YOUR SOLIN GENERATED RECIPE
Crispy Sweet and Sour Chicken Stir-Fry
Tender chicken breast pieces pan-seared in a tangy pineapple-ginger glaze, served with vibrant crisp-tender vegetables over a bed of fluffy brown rice.
INGREDIENTS
5.5 oz chicken breast
1 tbsp arrowroot powder
1 tsp sesame oil
1 cup bell pepper
1 cup broccoli florets
2 tbsp coconut aminos
1 tbsp rice vinegar
2 tbsp unsweetened pineapple juice
1 tsp fresh ginger
1 clove garlic
0.5 cup cooked brown rice
0.25 tsp sea salt
0.25 tsp black pepper
PREPARATION
Pat the chicken breast pieces dry with a paper towel and toss in a bowl with arrowroot powder, sea salt, and black pepper until evenly coated.

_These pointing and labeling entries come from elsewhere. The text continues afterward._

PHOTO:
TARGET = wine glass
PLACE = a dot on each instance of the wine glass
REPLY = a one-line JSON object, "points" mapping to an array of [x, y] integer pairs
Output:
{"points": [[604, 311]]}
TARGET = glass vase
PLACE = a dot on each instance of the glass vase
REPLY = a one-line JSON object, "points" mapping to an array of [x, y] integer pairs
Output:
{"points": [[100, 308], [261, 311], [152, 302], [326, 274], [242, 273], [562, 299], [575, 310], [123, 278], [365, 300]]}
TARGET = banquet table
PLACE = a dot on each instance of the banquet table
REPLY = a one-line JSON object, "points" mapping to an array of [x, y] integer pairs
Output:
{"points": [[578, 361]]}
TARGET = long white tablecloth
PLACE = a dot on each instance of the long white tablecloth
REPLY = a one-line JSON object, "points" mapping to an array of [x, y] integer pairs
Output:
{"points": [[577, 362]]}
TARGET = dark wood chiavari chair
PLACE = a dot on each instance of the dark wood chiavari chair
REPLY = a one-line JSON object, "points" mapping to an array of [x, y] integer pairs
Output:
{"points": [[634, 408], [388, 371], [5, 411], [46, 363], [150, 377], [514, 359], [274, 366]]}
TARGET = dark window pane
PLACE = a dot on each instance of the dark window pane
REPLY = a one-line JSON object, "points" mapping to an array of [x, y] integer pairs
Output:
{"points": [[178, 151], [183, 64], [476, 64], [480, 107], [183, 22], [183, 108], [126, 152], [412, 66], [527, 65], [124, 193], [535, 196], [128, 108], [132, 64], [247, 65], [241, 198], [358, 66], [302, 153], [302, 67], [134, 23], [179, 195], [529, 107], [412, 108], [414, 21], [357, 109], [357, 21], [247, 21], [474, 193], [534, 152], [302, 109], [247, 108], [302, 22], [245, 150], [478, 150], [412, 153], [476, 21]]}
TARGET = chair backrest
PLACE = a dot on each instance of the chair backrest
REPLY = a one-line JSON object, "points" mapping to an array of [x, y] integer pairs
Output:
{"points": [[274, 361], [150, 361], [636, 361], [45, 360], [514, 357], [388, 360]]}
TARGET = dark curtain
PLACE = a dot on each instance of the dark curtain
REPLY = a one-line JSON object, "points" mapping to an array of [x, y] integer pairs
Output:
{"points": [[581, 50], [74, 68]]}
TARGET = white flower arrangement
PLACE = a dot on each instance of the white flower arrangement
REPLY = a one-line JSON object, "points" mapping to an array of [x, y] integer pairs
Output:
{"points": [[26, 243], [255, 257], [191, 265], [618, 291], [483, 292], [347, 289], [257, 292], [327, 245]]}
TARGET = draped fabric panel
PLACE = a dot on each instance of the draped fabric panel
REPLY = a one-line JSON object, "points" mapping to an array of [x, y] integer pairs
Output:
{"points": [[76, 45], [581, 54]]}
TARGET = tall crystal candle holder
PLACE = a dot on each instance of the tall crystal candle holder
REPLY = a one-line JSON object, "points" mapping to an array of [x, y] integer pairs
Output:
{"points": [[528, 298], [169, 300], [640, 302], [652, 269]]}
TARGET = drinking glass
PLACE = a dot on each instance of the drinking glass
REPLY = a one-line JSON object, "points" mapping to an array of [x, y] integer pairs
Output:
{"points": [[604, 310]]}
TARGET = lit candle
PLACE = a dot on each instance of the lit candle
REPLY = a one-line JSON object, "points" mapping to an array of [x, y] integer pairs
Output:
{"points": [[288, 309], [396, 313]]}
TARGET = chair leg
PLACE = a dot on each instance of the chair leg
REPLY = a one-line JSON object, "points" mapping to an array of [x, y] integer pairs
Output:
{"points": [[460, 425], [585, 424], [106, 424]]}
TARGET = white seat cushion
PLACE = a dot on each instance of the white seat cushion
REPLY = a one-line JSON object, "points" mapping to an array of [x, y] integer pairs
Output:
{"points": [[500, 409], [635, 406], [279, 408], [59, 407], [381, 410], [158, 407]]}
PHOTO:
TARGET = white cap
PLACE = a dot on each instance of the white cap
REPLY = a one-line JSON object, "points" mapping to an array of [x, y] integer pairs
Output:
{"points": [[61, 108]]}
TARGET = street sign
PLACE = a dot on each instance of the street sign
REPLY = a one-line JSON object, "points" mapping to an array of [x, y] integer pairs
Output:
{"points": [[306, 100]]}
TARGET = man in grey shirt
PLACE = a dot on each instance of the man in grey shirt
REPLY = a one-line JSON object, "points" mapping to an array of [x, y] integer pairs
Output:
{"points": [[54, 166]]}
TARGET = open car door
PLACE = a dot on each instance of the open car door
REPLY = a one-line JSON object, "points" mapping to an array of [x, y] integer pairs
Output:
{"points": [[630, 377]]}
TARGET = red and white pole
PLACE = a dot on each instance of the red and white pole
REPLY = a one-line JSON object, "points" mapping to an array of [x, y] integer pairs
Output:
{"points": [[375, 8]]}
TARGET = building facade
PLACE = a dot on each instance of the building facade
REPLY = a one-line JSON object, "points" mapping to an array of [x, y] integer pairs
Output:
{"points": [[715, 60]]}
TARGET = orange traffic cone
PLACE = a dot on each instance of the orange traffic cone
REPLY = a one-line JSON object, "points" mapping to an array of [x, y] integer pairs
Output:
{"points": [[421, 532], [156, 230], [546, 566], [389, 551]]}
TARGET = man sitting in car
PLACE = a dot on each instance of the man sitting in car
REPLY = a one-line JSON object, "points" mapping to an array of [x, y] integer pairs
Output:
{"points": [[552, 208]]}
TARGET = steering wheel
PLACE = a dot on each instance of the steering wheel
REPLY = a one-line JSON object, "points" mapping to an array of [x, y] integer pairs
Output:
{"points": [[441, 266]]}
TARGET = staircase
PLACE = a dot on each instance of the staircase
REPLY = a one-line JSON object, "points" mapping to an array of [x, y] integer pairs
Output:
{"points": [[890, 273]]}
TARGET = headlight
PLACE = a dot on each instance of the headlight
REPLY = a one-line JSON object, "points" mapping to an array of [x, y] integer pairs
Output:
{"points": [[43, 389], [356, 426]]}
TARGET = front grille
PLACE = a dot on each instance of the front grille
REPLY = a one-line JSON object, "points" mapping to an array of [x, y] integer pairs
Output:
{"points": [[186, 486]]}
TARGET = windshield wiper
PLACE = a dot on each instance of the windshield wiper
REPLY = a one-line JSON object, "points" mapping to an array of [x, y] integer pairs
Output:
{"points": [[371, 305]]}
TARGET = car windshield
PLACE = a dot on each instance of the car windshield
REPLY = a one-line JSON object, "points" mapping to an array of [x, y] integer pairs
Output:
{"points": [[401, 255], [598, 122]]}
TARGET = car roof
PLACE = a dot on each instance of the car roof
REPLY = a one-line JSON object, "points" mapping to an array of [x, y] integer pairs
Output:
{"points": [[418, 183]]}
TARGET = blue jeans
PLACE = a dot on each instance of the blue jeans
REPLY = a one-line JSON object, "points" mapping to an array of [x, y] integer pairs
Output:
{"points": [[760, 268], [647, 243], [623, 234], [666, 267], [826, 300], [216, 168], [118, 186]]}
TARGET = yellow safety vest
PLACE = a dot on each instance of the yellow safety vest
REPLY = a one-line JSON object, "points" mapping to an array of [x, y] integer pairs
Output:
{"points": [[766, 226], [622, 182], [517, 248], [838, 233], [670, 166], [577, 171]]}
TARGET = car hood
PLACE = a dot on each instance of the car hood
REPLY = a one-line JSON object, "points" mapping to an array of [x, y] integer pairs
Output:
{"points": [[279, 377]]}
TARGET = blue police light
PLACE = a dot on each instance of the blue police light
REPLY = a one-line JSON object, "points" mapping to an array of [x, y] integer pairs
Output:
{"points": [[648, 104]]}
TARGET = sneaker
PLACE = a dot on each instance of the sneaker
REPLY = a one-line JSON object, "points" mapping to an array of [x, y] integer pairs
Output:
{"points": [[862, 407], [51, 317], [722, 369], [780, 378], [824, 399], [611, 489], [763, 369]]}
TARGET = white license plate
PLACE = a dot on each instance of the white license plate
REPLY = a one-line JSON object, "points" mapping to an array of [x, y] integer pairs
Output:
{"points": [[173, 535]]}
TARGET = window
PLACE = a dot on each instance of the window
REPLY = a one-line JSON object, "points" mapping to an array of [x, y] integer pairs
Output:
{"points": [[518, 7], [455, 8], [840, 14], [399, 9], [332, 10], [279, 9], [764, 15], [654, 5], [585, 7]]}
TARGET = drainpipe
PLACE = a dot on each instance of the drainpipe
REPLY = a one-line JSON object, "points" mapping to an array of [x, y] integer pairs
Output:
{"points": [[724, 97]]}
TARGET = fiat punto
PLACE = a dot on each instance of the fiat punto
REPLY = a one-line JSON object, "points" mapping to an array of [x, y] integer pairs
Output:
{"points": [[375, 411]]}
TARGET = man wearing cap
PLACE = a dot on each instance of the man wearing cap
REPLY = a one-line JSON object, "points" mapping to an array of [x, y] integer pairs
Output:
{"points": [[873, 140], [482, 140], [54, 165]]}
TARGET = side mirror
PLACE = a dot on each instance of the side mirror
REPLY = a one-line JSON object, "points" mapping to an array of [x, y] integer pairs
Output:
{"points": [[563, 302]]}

In a small jar or bowl, whisk together the coconut aminos, rice vinegar, pineapple juice, minced ginger, and minced garlic to create the sauce.

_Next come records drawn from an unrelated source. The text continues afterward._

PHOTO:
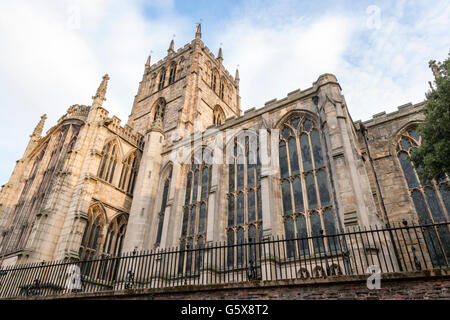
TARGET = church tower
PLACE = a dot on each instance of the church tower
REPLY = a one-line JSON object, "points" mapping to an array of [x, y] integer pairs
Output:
{"points": [[191, 83], [187, 91]]}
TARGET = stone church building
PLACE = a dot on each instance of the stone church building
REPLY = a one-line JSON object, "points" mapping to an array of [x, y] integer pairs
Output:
{"points": [[190, 168]]}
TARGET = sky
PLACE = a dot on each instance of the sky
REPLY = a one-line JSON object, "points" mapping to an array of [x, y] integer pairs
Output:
{"points": [[53, 54]]}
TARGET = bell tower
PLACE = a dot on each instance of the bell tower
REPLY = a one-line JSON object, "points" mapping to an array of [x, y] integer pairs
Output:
{"points": [[194, 85]]}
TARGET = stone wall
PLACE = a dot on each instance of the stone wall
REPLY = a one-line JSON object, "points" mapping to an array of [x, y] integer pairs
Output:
{"points": [[432, 284]]}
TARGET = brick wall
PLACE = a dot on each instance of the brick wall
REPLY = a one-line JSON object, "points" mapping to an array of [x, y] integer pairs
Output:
{"points": [[403, 286]]}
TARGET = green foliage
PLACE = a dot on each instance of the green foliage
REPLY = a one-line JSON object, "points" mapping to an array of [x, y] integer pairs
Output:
{"points": [[432, 158]]}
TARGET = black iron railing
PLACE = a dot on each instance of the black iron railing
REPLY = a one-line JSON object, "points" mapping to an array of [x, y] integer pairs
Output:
{"points": [[401, 247]]}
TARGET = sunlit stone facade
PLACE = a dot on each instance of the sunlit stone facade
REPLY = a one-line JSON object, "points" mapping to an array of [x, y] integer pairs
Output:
{"points": [[189, 168]]}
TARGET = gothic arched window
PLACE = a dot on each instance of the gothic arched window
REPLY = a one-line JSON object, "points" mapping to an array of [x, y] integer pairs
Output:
{"points": [[195, 209], [306, 196], [129, 173], [162, 78], [160, 108], [244, 196], [431, 199], [222, 89], [214, 80], [109, 161], [172, 73], [91, 242], [163, 207], [115, 235], [218, 116]]}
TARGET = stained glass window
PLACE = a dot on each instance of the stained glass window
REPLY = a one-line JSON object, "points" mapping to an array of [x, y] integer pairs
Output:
{"points": [[195, 209], [244, 197], [129, 173], [305, 188], [430, 199], [163, 207], [108, 162]]}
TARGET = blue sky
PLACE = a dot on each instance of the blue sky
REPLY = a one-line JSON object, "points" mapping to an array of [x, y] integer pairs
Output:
{"points": [[54, 53]]}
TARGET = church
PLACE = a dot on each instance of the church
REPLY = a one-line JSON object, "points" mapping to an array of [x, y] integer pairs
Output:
{"points": [[189, 168]]}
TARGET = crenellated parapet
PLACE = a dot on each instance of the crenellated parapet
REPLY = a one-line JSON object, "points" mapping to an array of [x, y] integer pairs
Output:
{"points": [[125, 132], [76, 111]]}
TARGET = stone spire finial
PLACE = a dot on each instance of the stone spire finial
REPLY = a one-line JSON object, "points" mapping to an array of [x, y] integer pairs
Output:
{"points": [[198, 33], [171, 47], [101, 92], [40, 126], [220, 55], [434, 67]]}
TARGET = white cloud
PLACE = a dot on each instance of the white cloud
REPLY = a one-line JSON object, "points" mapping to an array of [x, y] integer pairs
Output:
{"points": [[51, 57]]}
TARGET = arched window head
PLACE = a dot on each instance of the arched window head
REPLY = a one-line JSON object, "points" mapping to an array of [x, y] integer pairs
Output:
{"points": [[115, 235], [109, 161], [162, 79], [214, 80], [431, 199], [196, 198], [160, 109], [172, 73], [222, 89], [93, 234], [165, 196], [218, 116], [195, 209], [305, 187], [244, 198], [129, 173]]}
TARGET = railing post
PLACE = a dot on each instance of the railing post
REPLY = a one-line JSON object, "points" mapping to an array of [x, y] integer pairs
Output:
{"points": [[268, 264]]}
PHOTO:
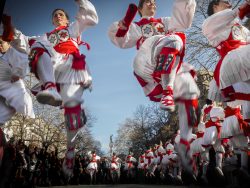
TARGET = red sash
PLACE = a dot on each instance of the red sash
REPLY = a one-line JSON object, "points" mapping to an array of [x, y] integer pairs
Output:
{"points": [[242, 124], [218, 126]]}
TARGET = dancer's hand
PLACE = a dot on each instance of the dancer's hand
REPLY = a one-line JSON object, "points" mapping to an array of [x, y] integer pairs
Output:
{"points": [[121, 25]]}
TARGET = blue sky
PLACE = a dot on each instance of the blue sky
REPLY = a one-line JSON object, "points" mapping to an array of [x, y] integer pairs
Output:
{"points": [[116, 93]]}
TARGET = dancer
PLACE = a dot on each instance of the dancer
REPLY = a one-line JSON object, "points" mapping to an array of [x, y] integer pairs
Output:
{"points": [[231, 40], [13, 94], [57, 63], [160, 43]]}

Heat the sesame oil in a large non-stick skillet or wok over medium-high heat.
Add the chicken to the hot skillet and sear for 5-6 minutes, turning occasionally until golden brown and cooked through, then remove and set aside.
In the same skillet, add the chopped bell peppers and broccoli florets, sautéing for 3-4 minutes until they are vibrant and tender-crisp.
Return the chicken to the skillet and pour the sauce over the mixture, stirring constantly for 1-2 minutes until the glaze thickens and coats the ingredients.
Serve the stir-fry immediately over the warm cooked brown rice.